Defending the Sun Valley area against bad perceptions is a task sometimes required of state legislators from the Wood River Valley.
It's something that Rep. Wendy Jaquet, D-Ketchum, has been keenly aware of throughout her career in the Idaho House of Representatives, which began in 1994.
"When you represent this area you have to be sensitive about how you're perceived," Jaquet said. "That is something I think we work on a lot."
During this year's session of the Legislature—the second longest in Idaho's history—Sun Valley's image took a hit among legislators working in Boise, Jaquet said.
But District 25—the area Jaquet represents, along with Jon Thorson, who took the place of Sen. Clint Stennett this session, and Rep. Donna Pence from Gooding—also got some benefits from the session. That included $1.6 million in federal stimulus cash directed to the Ketchum-based Mountain Rides Transportation Authority. The money will be used to buy additional and replacement buses and vans and to expand its educational outreach.
Jaquet said she was well aware of the fact that the valley came out of the process quite well compared with other rural areas of the state. The $1.6 million identified for use in local transit projects came out of a total of just $8.7 million in federal stimulus funds Idaho Gov. C.L. "Butch" Otter requested for transit programs in rural areas statewide.
"The governor told me, 'I want to ride on one of those buses, Wendy,'" she said.
Jaquet also worked with the State Board of Land Commissioners when it reviewed a federal grant to help with rehabilitation from the Castle Rock Fire. On the line item list, the money was designated for "Sun Valley," which raised some eyebrows on the land board. Jaquet had the name of the appropriation changed to reflect that the money was headed for something other than a wealthy resort community.
Jaquet said much of the harm done to Sun Valley this session had to do with the Sun Valley-Ketchum merger issue. Tensions related to the proposed consolidation between the two cities traveled to the state Capitol, where Idaho lawmakers witnessed the acrimony surrounding the issue.
Legislators rejected a bill that would have amended Idaho Code to allow voters to choose the name of a new city in the case of a consolidation.

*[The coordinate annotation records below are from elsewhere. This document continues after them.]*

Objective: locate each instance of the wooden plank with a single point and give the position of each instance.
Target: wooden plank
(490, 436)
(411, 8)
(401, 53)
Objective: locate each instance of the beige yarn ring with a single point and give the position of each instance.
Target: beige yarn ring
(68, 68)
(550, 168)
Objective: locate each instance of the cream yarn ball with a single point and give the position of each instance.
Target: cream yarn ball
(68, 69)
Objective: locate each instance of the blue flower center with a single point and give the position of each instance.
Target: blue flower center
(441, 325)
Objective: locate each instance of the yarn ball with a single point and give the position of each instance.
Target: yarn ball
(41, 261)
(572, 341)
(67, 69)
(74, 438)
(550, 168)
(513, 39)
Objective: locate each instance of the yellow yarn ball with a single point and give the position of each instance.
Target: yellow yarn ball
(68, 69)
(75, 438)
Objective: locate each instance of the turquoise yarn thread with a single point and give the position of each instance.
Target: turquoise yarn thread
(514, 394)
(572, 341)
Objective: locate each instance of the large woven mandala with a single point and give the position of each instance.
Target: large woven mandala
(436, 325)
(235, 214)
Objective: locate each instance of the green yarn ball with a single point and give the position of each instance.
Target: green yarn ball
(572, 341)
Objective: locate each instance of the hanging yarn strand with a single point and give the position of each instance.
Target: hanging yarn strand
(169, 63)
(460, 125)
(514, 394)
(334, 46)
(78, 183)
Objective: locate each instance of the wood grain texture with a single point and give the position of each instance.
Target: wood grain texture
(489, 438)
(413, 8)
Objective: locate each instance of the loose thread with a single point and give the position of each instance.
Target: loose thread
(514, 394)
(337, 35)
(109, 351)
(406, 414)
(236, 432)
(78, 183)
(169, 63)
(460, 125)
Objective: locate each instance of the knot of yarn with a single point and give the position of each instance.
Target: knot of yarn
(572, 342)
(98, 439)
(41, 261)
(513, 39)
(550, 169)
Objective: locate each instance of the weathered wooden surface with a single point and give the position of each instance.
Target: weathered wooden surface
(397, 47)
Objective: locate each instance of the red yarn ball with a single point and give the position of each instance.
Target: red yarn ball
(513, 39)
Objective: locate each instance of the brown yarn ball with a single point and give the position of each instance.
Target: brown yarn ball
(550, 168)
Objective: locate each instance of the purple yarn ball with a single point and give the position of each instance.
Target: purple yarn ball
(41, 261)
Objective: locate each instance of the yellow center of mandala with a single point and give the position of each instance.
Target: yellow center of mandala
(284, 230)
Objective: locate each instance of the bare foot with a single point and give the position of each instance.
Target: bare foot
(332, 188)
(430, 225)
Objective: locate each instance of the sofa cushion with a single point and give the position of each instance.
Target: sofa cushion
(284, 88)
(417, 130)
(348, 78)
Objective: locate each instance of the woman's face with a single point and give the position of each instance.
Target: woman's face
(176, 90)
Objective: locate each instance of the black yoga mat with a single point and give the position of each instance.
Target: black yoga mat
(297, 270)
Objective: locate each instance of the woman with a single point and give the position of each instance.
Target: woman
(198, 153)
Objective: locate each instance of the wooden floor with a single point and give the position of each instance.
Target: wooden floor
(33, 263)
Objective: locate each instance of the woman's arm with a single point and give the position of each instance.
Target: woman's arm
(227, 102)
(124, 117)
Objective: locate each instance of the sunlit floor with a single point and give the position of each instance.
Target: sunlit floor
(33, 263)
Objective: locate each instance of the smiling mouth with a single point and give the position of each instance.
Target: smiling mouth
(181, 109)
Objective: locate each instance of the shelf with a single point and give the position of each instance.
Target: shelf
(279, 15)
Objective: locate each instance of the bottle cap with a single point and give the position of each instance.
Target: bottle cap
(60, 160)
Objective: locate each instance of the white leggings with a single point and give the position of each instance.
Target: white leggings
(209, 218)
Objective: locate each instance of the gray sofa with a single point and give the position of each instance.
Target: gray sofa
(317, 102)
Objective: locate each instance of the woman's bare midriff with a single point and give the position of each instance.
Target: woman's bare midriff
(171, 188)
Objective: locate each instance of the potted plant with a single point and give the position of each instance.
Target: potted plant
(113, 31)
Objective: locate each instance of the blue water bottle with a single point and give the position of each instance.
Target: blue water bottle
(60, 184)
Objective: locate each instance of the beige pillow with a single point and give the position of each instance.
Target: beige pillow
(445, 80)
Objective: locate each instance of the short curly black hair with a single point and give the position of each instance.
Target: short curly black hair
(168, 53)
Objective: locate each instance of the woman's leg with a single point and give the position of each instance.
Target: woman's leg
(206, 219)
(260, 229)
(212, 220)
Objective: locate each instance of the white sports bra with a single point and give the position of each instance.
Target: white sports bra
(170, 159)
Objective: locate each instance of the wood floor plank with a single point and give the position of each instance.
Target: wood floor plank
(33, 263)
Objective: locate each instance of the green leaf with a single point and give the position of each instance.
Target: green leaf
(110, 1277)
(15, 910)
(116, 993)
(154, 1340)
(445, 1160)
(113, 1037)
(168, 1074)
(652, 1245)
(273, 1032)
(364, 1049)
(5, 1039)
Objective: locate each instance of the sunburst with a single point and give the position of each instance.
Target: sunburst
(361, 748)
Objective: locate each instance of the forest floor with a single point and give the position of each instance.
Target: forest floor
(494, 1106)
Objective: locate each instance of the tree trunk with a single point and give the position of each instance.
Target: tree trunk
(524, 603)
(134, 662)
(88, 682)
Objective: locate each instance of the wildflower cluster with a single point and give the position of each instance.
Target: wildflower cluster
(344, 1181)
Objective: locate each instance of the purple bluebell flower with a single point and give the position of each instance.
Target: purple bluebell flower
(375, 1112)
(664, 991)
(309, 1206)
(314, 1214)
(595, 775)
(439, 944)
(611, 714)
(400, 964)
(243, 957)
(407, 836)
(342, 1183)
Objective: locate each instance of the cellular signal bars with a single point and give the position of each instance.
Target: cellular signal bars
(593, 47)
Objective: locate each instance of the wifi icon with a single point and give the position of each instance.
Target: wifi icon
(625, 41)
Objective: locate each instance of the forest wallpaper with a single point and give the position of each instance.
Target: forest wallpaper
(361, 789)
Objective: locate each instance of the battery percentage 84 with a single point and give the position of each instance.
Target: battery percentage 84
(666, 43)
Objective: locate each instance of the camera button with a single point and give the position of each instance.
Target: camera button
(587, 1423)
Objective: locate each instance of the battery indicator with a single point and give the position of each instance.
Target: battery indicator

But that news was overshadowed by a scuffle that required Capitol security officers to separate Sun Valley resort General Manager Wally Huffman and an Associated Press reporter.
As currently written, state law requires the name of the more populous city to be adopted in the case of a consolidation.
Jaquet said some of her constituents were upset by her support for the name-change bill, and considered that vote an indication of support for a Sun Valley-Ketchum merger.
"I thought, this is something we could fix for people across the state," she said. "Obviously, I was interested in having conversations about merging some of the services."
Jaquet said she really enjoyed her work this session on the powerful Joint Finance Appropriations Committee, also known as JFAC. Last December, she announced her departure as House minority leader to take on the JFAC post.
Jaquet said she had been considering running for statewide office—possibly for lieutenant governor—but gave up that idea after seeing how poorly Democrats fared in the November election. The party remains a distinct minority in Idaho.